The pipeline produced annotations for 49,668 genes and pseudogenes. A total of 3,307 non-transcribed pseudogenes and two transcribed pseudogenes were identified. Gene length ranged from 53 to 1,198,409 bp, with a median length of 8,676 bp. Gene densities for chromosomes ranged from 15.45 to 31.39 genes/mb with an average genome-wide density of 21.07 genes/mb (Figure 2, C). A total of 422,014 exons were identified, with between 1 and 224 exons per transcript (mean=10.31, median=8).

IIIE. RECOMBINATION RATES AND CENTROMERES

We were able to map between 1 and 238 centromere-associated RAD contigs to their respective chromosomes and determine approximate centromere locations for all chromosomes except chromosome 42. Smith et al. (2020) did not determine the location of the centromere for chromosome 42, which prohibited us from identifying its location. Across all chromosomes, we mapped 35 centromere-associated RAD loci to each chromosome on average. Between 39 and 238 centromeric loci were mapped to metacentric chromosomes (mean = 93), while between 1 and 59 loci were mapped for acrocentric or telocentric chromosomes (mean = 21).

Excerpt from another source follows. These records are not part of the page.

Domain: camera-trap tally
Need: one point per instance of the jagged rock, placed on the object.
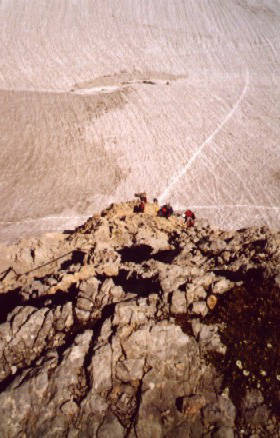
(222, 286)
(179, 304)
(221, 413)
(115, 329)
(200, 308)
(211, 301)
(224, 432)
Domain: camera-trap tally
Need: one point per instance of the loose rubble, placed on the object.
(136, 326)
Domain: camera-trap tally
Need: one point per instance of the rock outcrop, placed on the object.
(136, 326)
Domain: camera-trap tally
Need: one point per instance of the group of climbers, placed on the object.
(164, 211)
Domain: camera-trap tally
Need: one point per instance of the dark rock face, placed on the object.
(136, 326)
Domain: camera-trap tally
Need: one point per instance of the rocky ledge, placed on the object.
(136, 326)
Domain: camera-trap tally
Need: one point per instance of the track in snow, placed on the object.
(176, 178)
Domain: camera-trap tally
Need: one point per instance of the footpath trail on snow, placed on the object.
(179, 99)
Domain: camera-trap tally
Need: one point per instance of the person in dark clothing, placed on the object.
(140, 208)
(165, 211)
(142, 196)
(189, 218)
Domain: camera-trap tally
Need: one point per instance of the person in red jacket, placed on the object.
(189, 218)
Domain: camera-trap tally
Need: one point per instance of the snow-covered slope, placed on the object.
(100, 99)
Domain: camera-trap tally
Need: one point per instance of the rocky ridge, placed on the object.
(136, 326)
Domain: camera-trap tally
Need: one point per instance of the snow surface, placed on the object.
(103, 98)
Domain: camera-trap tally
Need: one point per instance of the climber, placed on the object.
(189, 218)
(165, 211)
(140, 208)
(142, 196)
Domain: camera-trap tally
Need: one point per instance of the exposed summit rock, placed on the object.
(136, 326)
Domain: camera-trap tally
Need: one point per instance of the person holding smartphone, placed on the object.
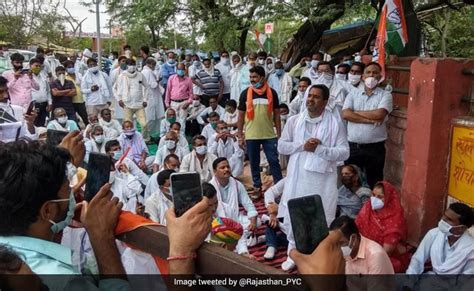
(20, 82)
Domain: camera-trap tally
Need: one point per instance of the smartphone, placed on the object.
(31, 107)
(98, 174)
(54, 137)
(186, 191)
(308, 222)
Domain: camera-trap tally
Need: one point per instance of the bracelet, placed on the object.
(174, 258)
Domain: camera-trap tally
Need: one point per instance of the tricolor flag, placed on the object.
(392, 34)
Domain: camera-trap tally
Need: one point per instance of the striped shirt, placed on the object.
(211, 83)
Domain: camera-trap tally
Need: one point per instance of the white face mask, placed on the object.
(371, 82)
(376, 203)
(170, 144)
(62, 119)
(353, 79)
(340, 76)
(99, 138)
(201, 150)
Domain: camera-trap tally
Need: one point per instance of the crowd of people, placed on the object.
(318, 127)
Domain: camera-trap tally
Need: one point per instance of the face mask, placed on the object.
(59, 226)
(347, 181)
(62, 120)
(376, 203)
(201, 150)
(117, 155)
(36, 71)
(353, 79)
(340, 76)
(258, 85)
(170, 144)
(346, 250)
(129, 132)
(99, 138)
(371, 82)
(94, 70)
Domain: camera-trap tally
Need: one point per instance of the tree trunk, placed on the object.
(243, 39)
(307, 39)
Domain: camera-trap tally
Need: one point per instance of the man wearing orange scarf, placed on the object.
(258, 116)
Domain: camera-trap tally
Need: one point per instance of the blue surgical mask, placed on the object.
(59, 226)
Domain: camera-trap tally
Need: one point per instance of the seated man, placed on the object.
(231, 193)
(114, 150)
(209, 131)
(171, 147)
(61, 122)
(182, 141)
(199, 160)
(39, 203)
(449, 247)
(171, 162)
(96, 143)
(353, 193)
(161, 199)
(225, 145)
(138, 152)
(362, 255)
(203, 118)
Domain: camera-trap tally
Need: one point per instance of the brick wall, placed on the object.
(396, 126)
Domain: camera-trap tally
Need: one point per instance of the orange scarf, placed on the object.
(265, 89)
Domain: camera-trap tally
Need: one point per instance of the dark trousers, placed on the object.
(370, 158)
(81, 110)
(274, 239)
(271, 152)
(42, 114)
(224, 99)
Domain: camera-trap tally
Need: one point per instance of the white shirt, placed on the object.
(202, 117)
(225, 73)
(44, 92)
(359, 101)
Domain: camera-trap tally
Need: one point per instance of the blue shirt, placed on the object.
(49, 258)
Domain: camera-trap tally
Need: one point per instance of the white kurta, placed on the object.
(312, 173)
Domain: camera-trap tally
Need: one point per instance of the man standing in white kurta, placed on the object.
(315, 140)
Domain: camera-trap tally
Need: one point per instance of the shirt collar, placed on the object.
(47, 248)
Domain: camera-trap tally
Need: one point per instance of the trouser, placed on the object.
(141, 118)
(225, 97)
(274, 239)
(370, 158)
(205, 99)
(81, 110)
(271, 152)
(95, 109)
(42, 114)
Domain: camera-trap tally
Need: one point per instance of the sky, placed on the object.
(79, 12)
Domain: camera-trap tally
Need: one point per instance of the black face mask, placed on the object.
(347, 181)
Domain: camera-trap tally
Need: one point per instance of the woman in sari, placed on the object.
(382, 221)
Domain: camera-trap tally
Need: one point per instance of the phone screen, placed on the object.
(54, 137)
(308, 222)
(98, 173)
(186, 190)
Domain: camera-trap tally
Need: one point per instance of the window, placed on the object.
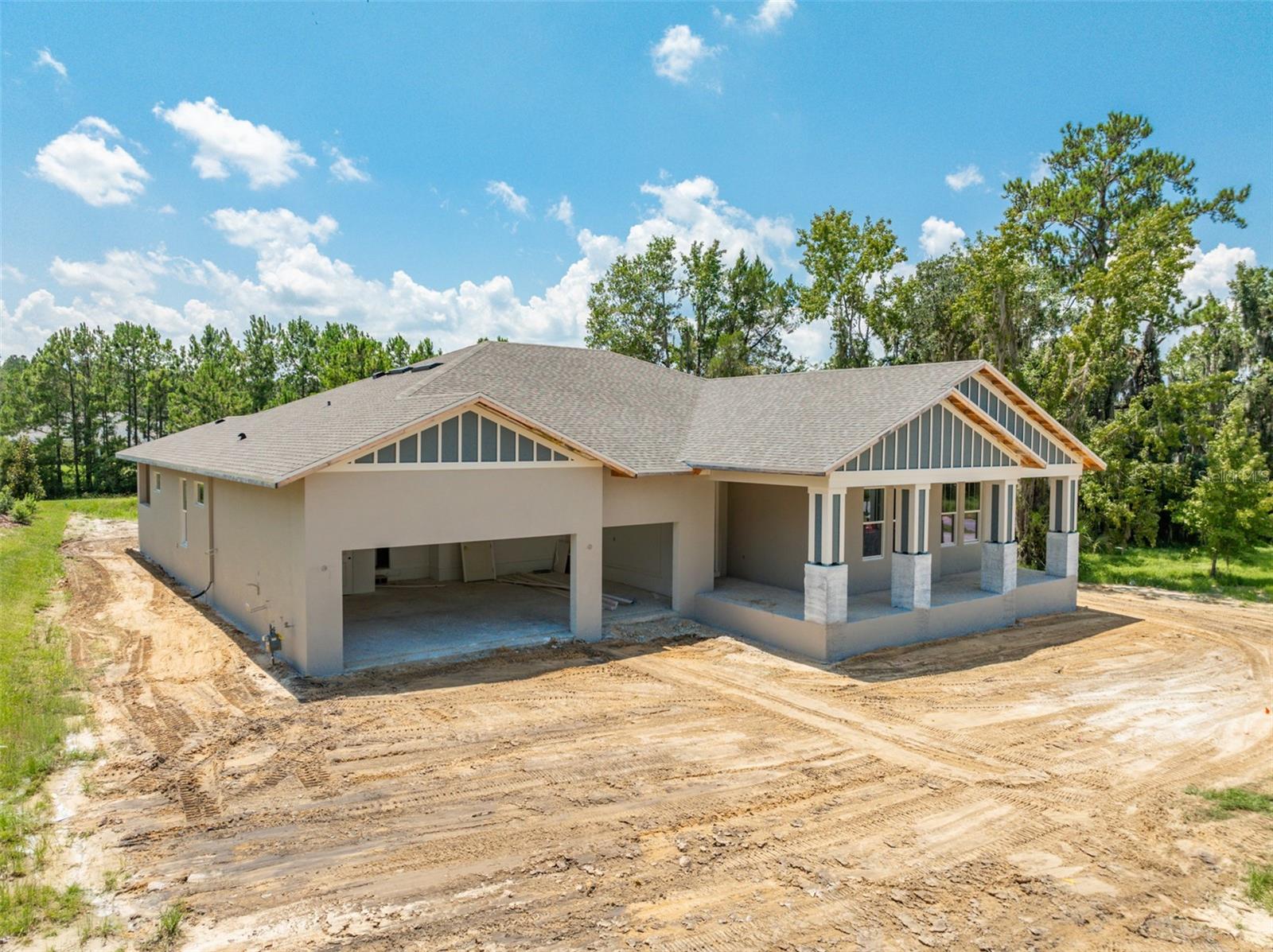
(950, 512)
(872, 523)
(971, 511)
(185, 515)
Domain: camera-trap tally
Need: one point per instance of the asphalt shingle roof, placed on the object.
(643, 418)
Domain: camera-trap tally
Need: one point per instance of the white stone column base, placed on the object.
(912, 581)
(827, 593)
(999, 566)
(1063, 554)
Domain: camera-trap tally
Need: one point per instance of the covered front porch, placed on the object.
(890, 564)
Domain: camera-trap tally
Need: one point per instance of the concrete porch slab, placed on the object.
(457, 620)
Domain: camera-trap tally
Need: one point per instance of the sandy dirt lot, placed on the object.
(680, 791)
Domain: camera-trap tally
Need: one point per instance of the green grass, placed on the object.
(1232, 799)
(36, 701)
(1259, 884)
(1182, 570)
(99, 507)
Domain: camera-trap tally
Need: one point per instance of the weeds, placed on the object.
(1259, 884)
(1232, 799)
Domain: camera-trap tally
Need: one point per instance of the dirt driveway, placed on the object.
(1018, 789)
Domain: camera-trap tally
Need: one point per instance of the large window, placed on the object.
(950, 512)
(872, 523)
(971, 511)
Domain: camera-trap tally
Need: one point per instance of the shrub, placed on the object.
(25, 511)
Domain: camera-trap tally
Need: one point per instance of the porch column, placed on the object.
(1063, 531)
(912, 560)
(999, 549)
(827, 577)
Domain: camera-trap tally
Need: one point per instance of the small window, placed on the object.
(971, 511)
(872, 523)
(950, 512)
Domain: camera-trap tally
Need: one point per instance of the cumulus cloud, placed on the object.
(679, 52)
(937, 235)
(84, 163)
(563, 212)
(1213, 271)
(961, 178)
(508, 196)
(344, 169)
(46, 60)
(224, 144)
(294, 277)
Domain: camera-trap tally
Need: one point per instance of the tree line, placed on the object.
(1073, 296)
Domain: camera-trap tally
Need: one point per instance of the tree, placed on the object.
(21, 476)
(634, 309)
(1113, 222)
(1232, 507)
(851, 280)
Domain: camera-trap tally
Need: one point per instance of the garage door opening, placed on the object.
(462, 600)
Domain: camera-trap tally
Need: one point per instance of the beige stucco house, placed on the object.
(509, 494)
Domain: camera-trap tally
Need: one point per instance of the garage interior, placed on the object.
(461, 600)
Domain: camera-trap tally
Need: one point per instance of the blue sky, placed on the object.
(404, 165)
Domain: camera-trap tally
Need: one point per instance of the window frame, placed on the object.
(952, 513)
(975, 513)
(878, 522)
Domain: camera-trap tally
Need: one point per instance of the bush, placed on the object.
(25, 511)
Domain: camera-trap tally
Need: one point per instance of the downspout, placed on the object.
(212, 541)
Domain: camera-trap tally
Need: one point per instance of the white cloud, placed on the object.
(224, 143)
(772, 14)
(344, 169)
(263, 231)
(45, 59)
(937, 235)
(563, 212)
(961, 178)
(83, 163)
(515, 203)
(294, 277)
(1213, 270)
(679, 52)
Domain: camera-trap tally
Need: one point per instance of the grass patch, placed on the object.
(97, 507)
(1182, 570)
(1259, 884)
(36, 682)
(1232, 799)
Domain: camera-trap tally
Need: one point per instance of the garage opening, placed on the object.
(462, 600)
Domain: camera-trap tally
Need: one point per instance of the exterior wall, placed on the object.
(159, 527)
(640, 555)
(685, 502)
(768, 538)
(260, 553)
(356, 509)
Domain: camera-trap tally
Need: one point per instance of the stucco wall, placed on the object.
(768, 536)
(685, 502)
(260, 555)
(159, 528)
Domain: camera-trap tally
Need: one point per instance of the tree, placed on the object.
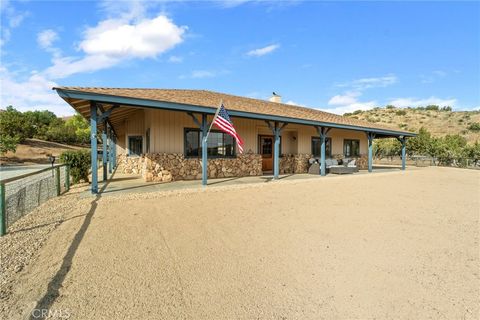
(14, 124)
(472, 151)
(7, 143)
(387, 148)
(421, 144)
(81, 127)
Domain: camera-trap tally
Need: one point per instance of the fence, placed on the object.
(425, 161)
(21, 194)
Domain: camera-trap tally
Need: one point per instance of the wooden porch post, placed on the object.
(114, 151)
(403, 140)
(276, 152)
(93, 146)
(110, 151)
(322, 132)
(204, 129)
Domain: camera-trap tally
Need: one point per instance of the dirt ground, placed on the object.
(397, 245)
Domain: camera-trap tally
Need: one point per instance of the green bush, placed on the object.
(7, 143)
(432, 107)
(79, 162)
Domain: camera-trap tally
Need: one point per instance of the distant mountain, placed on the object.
(439, 122)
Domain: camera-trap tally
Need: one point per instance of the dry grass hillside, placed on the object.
(438, 122)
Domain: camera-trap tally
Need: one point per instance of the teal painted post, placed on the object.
(104, 151)
(93, 146)
(204, 129)
(323, 169)
(110, 152)
(114, 152)
(3, 211)
(57, 180)
(370, 151)
(276, 152)
(67, 177)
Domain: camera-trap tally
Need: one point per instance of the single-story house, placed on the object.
(158, 133)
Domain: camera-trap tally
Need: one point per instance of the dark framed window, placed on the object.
(266, 145)
(219, 144)
(351, 148)
(135, 145)
(317, 147)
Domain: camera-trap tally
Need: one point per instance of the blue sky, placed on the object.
(335, 56)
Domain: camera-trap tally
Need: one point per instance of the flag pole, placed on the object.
(213, 120)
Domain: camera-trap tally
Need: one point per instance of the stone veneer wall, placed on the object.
(294, 163)
(165, 167)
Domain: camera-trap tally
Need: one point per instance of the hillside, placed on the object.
(438, 122)
(35, 151)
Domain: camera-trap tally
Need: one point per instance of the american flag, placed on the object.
(222, 120)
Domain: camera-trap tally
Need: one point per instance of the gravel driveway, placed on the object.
(401, 245)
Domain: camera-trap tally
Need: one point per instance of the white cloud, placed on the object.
(367, 105)
(414, 102)
(115, 40)
(342, 100)
(349, 103)
(263, 51)
(175, 59)
(11, 19)
(112, 41)
(46, 38)
(35, 92)
(66, 66)
(435, 75)
(199, 74)
(293, 103)
(145, 39)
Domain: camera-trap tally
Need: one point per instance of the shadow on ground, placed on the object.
(57, 281)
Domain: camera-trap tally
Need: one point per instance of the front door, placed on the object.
(266, 150)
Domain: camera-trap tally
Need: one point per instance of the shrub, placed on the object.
(475, 126)
(79, 162)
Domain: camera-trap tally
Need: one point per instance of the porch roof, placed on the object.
(203, 101)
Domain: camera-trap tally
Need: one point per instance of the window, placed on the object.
(351, 148)
(219, 144)
(317, 147)
(135, 145)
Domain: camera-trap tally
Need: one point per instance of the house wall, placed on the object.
(167, 133)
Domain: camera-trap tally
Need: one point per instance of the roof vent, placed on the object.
(275, 98)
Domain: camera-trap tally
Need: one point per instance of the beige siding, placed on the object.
(167, 133)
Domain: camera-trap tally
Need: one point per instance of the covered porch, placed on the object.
(109, 109)
(121, 183)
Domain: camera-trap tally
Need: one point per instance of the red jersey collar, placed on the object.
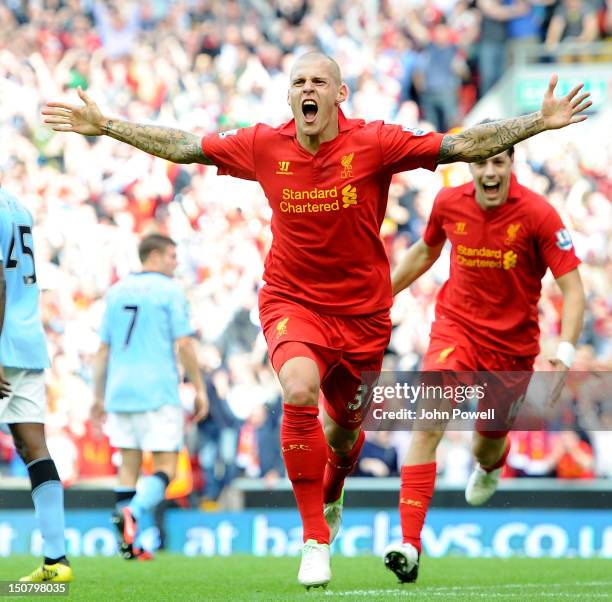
(514, 190)
(344, 124)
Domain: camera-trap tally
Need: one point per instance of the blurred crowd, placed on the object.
(206, 65)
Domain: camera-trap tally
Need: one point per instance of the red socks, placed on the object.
(305, 454)
(337, 468)
(501, 461)
(415, 494)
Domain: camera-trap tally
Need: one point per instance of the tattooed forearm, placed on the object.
(168, 143)
(488, 139)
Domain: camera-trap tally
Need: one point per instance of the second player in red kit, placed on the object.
(504, 238)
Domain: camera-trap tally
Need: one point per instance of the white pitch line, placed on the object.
(474, 589)
(398, 593)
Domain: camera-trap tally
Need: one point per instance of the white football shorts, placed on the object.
(27, 401)
(155, 430)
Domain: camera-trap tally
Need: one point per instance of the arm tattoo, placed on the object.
(488, 139)
(168, 143)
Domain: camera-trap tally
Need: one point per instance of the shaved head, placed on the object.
(316, 55)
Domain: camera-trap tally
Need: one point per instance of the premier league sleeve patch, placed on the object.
(564, 240)
(414, 131)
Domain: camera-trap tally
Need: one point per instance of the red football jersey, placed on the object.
(327, 208)
(498, 260)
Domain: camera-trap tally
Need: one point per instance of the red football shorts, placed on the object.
(342, 346)
(507, 381)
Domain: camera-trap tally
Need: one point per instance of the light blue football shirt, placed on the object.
(22, 343)
(145, 314)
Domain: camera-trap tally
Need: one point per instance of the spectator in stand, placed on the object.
(573, 21)
(492, 49)
(574, 456)
(437, 78)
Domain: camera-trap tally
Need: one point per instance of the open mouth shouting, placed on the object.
(310, 110)
(491, 189)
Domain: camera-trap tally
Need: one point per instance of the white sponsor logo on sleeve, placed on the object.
(564, 240)
(414, 131)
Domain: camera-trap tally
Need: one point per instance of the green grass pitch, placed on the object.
(170, 577)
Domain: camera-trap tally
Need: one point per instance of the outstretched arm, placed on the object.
(489, 139)
(172, 144)
(571, 326)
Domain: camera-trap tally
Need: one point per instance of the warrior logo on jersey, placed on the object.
(347, 167)
(414, 131)
(460, 228)
(444, 354)
(283, 168)
(349, 196)
(512, 232)
(564, 240)
(510, 259)
(228, 133)
(281, 328)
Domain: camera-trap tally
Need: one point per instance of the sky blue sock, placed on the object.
(48, 498)
(150, 492)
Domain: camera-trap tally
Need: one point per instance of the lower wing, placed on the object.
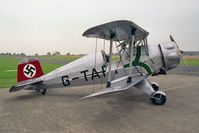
(118, 85)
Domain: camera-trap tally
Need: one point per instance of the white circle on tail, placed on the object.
(29, 70)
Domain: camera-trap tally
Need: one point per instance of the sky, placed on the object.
(41, 26)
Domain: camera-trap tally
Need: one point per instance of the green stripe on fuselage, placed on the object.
(137, 63)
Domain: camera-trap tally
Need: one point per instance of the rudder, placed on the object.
(29, 69)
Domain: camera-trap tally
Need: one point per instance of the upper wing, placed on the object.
(119, 85)
(122, 30)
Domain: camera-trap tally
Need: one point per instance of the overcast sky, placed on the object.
(41, 26)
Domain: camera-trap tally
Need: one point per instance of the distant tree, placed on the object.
(48, 54)
(23, 54)
(56, 53)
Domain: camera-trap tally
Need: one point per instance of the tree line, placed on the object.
(56, 53)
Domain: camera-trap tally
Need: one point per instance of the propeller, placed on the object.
(180, 53)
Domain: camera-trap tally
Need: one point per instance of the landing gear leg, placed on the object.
(43, 92)
(158, 98)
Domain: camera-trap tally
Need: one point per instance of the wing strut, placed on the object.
(112, 35)
(131, 45)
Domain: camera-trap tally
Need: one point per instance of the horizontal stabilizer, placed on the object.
(26, 85)
(122, 85)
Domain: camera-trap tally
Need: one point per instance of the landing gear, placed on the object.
(43, 92)
(158, 98)
(155, 86)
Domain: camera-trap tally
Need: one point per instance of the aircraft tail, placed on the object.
(29, 69)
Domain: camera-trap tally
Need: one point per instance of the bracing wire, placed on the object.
(95, 64)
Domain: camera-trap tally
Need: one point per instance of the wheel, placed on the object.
(155, 86)
(43, 92)
(159, 99)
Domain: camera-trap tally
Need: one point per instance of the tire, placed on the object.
(155, 86)
(159, 99)
(43, 92)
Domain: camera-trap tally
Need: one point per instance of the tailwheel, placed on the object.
(43, 92)
(155, 86)
(158, 98)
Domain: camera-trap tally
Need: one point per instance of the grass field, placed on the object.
(8, 67)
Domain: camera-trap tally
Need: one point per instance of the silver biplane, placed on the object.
(138, 60)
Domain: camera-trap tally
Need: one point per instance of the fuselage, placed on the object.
(92, 69)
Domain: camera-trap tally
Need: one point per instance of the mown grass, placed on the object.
(60, 57)
(8, 67)
(8, 70)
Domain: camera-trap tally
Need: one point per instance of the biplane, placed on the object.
(138, 60)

In all, 14,438 linkage mapped contigs were mapped to the genome with mapping qualities greater than 60. A total of11,232 loci were retained for recombination rate estimation after manual curation and filtering using loess model residuals. We determined the mean sex averaged recombination rate to be 1.09 centimorgans/mb, with recombination rates varying between 0 and 6.58 centimorgans/mb across the genome.